By contrast, in Facilities Development v. Nautilus Construction, a surety appealed the dismissal of its motion for summary judgment to dismiss an action by an owner on the grounds that the owner’s failure to require its contractor to obtain fire insurance prior to the start of work was a condition precedent to the performance bond’s payment. Facilities Dev. Corp. v. Nautilus Const. Corp., 550 N.Y.S.2d 127 (3d Dept. 1989). While the contract did require the contractor to obtain fire insurance, no conditional language was used nor any consequence for failure provided. The court held that the fire insurance requirement could not be construed as a condition precedent as it was just “one provision among several that the parties intended to be performed.” Without the necessary conditional language or explicit consequence for failure to perform, the fire insurance requirement was only a promise and did not require the literal performance demanded from an express condition precedent.

Conclusion

Those entering into agreements for construction should be vigilant about conditional contractual language—especially if the conditions state a consequence for failure. Words such as ‘until,’ ‘if,’ ‘provided’ and (most obviously) ‘as a condition precedent’ are indicators of a condition precedent and will require the strict performance discussed in this article. Developers, owners, contractors and subcontractors performing work under agreements with such terms should be certain that their performance literally complies with the condition precedent to avoid the forfeiture of any rights or benefits under the agreement.
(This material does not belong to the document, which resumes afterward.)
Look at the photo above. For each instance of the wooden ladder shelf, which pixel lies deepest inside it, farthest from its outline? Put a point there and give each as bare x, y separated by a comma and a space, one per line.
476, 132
Even substantial performance, as demonstrated by the subcontractor in Schindler, will be insufficient to prevail on a contract claim. In certain instances, such as Archstone, a court may not even consider evidence as to the merits of the claim if the condition precedent has not been strictly satisfied.

However, conditions precedent can be advantageous for both owners and contractors if used properly. They are ideal for situations where precise performance is critical to the success of a project, allowing the parties to delineate clearly the performance required, such as the timely and detailed submitting of change orders or the prompt notice of a potential delay. Nevertheless, if used incorrectly or—worse yet—inadvertently, the unintended consequences could be disastrous and often irreversible.